Rynek monitorów kształtuje się właściwie od dekad i wygląda na to, że nawet po tylu latach ewolucja może trwać w najlepsze. Dążenie do idealnych proporcji zdaje się nie mieć końca. Po „kwadratowych” proporcjach 5:4 i 3:4 nowym standardem jest obraz 16:9, lub bardziej wygodna przy pracy wariacja na temat, czyli proporcje 16:10. Generalnie jednak monitory stają się coraz bardziej panoramiczne. Potwierdzają to ekrany w kinowych proporcjach 21:9, które zdobywają coraz większą popularność. Z tego wyścigu postanowiła wyłamać się firma Eizo, która zaproponowała idealnie kwadratowy monitor.
Eizo nie idzie na żadne kompromisy i zapewnia proporcje 1:1
Eizo EV2730Q ma przekątną 26,5 cala i wyświetla obraz w rozdzielczości 1920x1920 pikseli. Daje to o 78 proc. większą przestrzeń do pracy niż w przypadku tradycyjnego ekranu Full HD. Sam wyświetlacz ma wielkość ok. 48x48 cm. Solidna podstawa pozwoli na obracanie ekranu o kąt 344 stopni na boki, o 35 stopni w górę i o 5 do dołu. Wysokość ekranu można będzie regulować w zakresie 101 mm. Oczywiście nie znajdziemy tu opcji pivotu, czyli ustawienia ekranu w pionie.
Choć firma Eizo znana jest z profesjonalnych i drogich monitorów, to prezentowany tu kwadratowy model ma być znacznie bardziej przystępny cenowo.
Monitor należy do serii FlexScan EcoView, która godzi się na pewne kompromisy jakościowe, ale za to nie rujnuje portfela.

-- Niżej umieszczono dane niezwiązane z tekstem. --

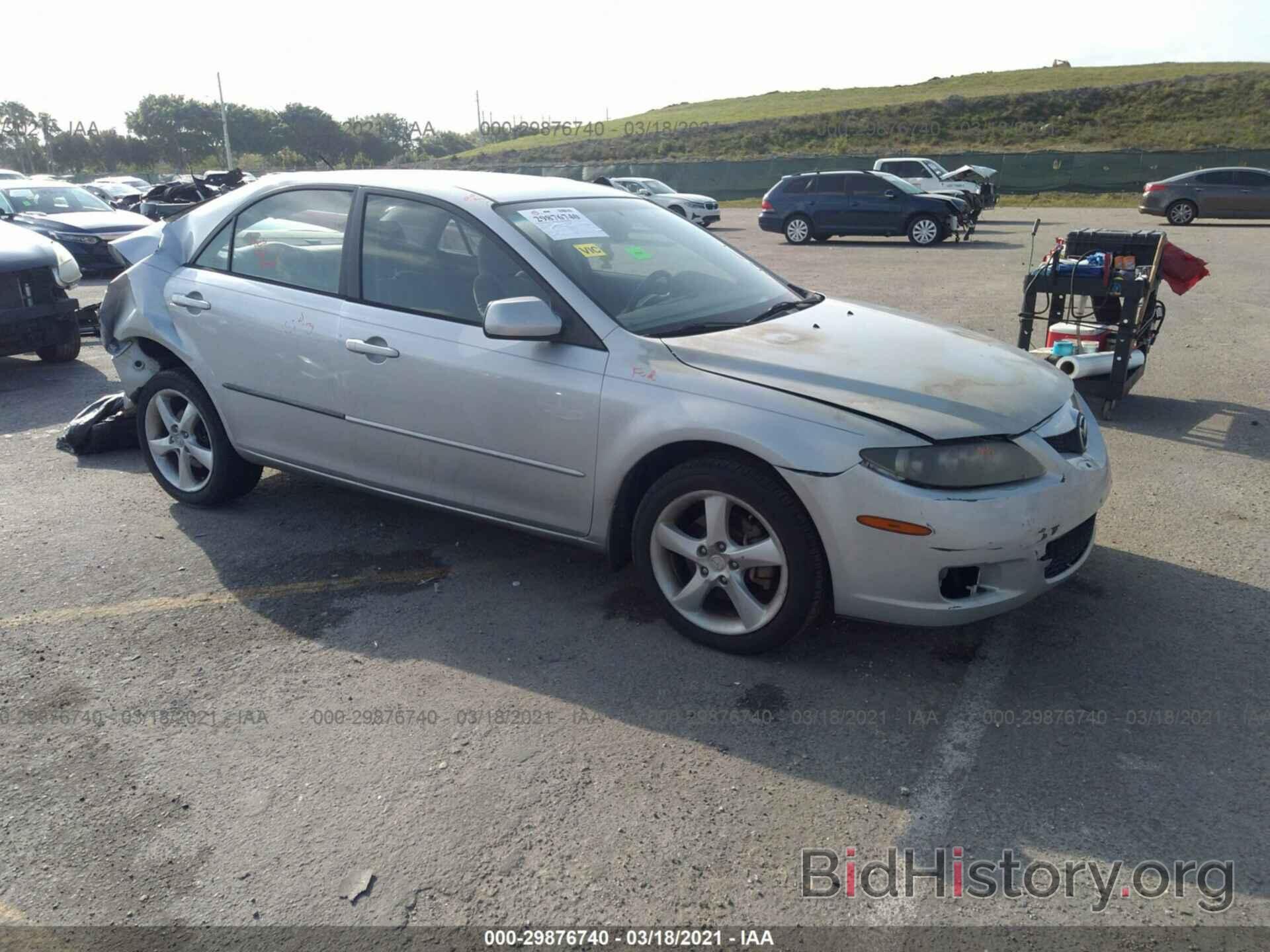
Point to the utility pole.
(225, 126)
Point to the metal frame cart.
(1128, 301)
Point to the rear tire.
(798, 230)
(766, 584)
(185, 442)
(1181, 212)
(64, 352)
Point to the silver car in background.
(1209, 193)
(577, 362)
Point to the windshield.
(905, 186)
(657, 188)
(54, 200)
(647, 268)
(114, 188)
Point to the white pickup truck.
(930, 175)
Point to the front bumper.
(1005, 532)
(93, 258)
(702, 216)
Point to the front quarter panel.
(652, 400)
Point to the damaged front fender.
(126, 325)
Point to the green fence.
(1016, 172)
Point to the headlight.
(981, 462)
(66, 272)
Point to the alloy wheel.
(719, 563)
(925, 231)
(1181, 214)
(178, 441)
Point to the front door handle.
(375, 347)
(193, 301)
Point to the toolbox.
(1124, 315)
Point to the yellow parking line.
(208, 600)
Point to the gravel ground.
(171, 680)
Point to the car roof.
(494, 186)
(1226, 168)
(835, 172)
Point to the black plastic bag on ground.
(105, 424)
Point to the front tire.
(923, 230)
(730, 555)
(1181, 212)
(185, 442)
(64, 352)
(798, 230)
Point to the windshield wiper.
(785, 307)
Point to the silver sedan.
(579, 364)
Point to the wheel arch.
(654, 465)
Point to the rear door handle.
(194, 302)
(370, 348)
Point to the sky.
(575, 63)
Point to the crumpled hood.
(970, 173)
(95, 222)
(937, 380)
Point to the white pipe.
(1096, 365)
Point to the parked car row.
(70, 215)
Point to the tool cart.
(1104, 347)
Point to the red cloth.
(1181, 270)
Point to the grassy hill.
(1159, 106)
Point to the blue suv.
(820, 205)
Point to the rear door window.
(1251, 179)
(1222, 177)
(833, 184)
(295, 238)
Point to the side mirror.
(521, 319)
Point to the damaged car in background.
(575, 362)
(969, 182)
(36, 313)
(182, 193)
(70, 216)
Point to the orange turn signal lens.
(904, 528)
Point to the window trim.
(575, 329)
(232, 220)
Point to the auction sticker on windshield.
(563, 223)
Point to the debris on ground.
(107, 423)
(356, 885)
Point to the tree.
(179, 127)
(314, 134)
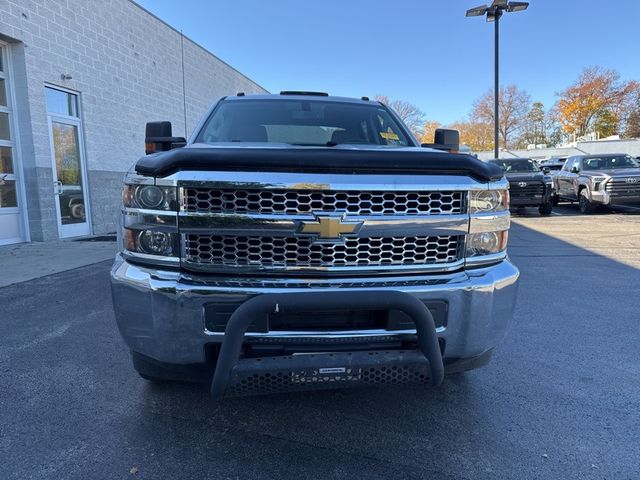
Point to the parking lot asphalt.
(560, 400)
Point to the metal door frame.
(77, 229)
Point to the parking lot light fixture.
(493, 13)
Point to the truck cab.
(303, 241)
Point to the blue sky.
(424, 52)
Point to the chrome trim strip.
(142, 219)
(484, 260)
(329, 181)
(347, 270)
(288, 225)
(490, 222)
(286, 334)
(151, 260)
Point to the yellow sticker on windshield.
(389, 136)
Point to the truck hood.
(525, 177)
(614, 173)
(338, 159)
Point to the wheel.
(585, 205)
(545, 208)
(159, 372)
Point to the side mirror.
(158, 138)
(445, 139)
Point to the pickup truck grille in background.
(618, 187)
(296, 202)
(296, 252)
(532, 189)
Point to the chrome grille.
(618, 187)
(297, 252)
(295, 202)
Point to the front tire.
(546, 208)
(585, 205)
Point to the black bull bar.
(235, 376)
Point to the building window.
(61, 102)
(69, 166)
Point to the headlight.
(486, 243)
(149, 197)
(151, 242)
(485, 201)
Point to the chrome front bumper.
(161, 313)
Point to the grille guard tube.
(309, 302)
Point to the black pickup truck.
(529, 186)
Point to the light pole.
(493, 13)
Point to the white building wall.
(126, 66)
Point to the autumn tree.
(477, 135)
(411, 115)
(534, 125)
(540, 127)
(513, 109)
(428, 131)
(595, 99)
(631, 115)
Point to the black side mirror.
(445, 139)
(158, 138)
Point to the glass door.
(69, 169)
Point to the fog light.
(486, 243)
(154, 243)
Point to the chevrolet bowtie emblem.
(329, 228)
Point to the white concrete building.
(78, 81)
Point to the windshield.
(302, 122)
(523, 165)
(609, 162)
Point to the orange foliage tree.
(428, 131)
(597, 98)
(513, 109)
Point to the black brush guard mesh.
(234, 376)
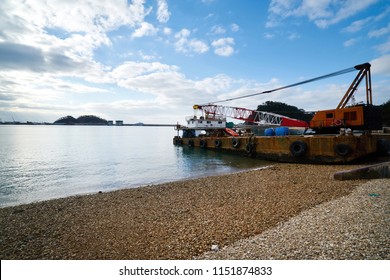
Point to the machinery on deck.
(328, 145)
(356, 117)
(361, 117)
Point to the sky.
(151, 60)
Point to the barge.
(342, 135)
(342, 148)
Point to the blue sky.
(151, 60)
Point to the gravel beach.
(285, 211)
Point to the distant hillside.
(87, 119)
(385, 108)
(285, 110)
(300, 114)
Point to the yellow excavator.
(364, 117)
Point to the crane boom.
(250, 116)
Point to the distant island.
(82, 120)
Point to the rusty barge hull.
(296, 148)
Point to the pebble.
(182, 220)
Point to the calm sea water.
(45, 162)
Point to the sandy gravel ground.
(182, 220)
(356, 226)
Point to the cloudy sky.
(151, 60)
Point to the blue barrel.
(281, 131)
(269, 132)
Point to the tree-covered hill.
(86, 119)
(300, 114)
(285, 110)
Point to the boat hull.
(296, 148)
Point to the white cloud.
(384, 47)
(186, 45)
(146, 29)
(357, 25)
(379, 32)
(350, 42)
(234, 27)
(163, 13)
(269, 35)
(294, 36)
(381, 65)
(167, 31)
(323, 13)
(223, 46)
(217, 29)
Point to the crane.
(362, 116)
(249, 116)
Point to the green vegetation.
(86, 119)
(285, 110)
(385, 108)
(300, 114)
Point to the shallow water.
(46, 162)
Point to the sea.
(43, 162)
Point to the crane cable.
(347, 70)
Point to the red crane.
(249, 116)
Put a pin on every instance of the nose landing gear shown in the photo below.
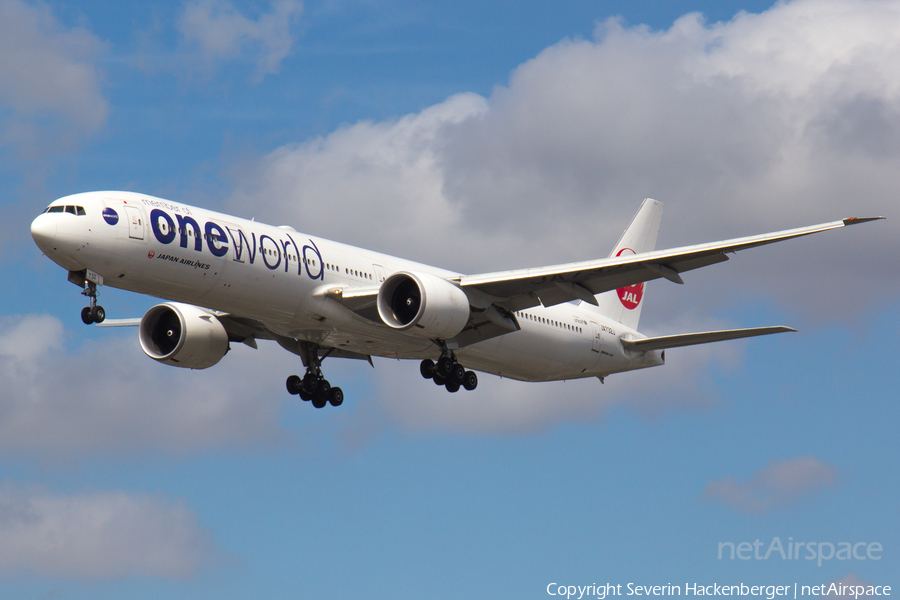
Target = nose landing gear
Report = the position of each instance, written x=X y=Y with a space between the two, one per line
x=93 y=313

EV2730Q jest wyposażony w matową matrycę IPS podświetlaną LED-ami i pozwoli na odwzorowanie pełnej przestrzeni barwnej sRGB, choć nie wykrzesa z siebie wiele więcej. Obraz ma natomiast charakteryzować się brakiem migotania. Kąty widzenia wynoszą po 178 stopni w pionie i poziomie, a jasność to 300 cd/m kw. Stosunek kontrastu to 1000:1.
W monitorze nie znajdziemy wejścia HDMI (!), ponieważ konstruktorzy przewidzieli tylko po jednym złączu DisplayPort i DVI-D (z możliwością przesyłu dźwięku dzięki HDCP). Monitor wyposażono w głośniki i dwa porty USB.
Ten monitor pokocha twoja myszka
Według Eizo, proporcje 1:1 mają się sprawdzić przede wszystkim przy wyświetlaniu dużych ilości informacji. Dodatkowa przestrzeń w pionie znacznie redukuje potrzebę używania scrolla w myszce. Kwadratowy obszar pracy mają też docenić projektanci grafik, programiści, osoby pracujące z tekstem i architekci pracujący w programach CAD.
Ekran może się także przydać w fotograficznych zastosowaniach. Tatusiowie i dziadkowie w końcu będą mogli wygodnie przeglądać skany ze średniego formatu, a dzieciaki nareszcie będą miały idealny ekran do Instagramu. Monitor, który łączy pokolenia!
To bardzo ciekawe, że w dobie ultrapanoramicznych ekranów może powstać monitor idealnie kwadratowy. W domowych zastosowaniach multimedialnych świetnie sprawdzą się monitory 21:9, a w profesjonalnej pracy przydaje się jeszcze większa szerokość, co przekłada się na korzystanie z dwóch lub trzech monitorów jednocześnie. Z drugiej strony, 1920 linii w pionie to wymarzone warunki do obsługi interfejsu wielu profesjonalnych programów.
Jestem bardzo ciekaw, czy nowy monitor będzie jedynym w swoim rodzaju dziwolągiem, czy może zapoczątkuje nowy trend. Przekonamy się o tym najwcześniej na wiosnę 2015 roku, bo właśnie wtedy ruszy sprzedaż kwadratowego Eizo.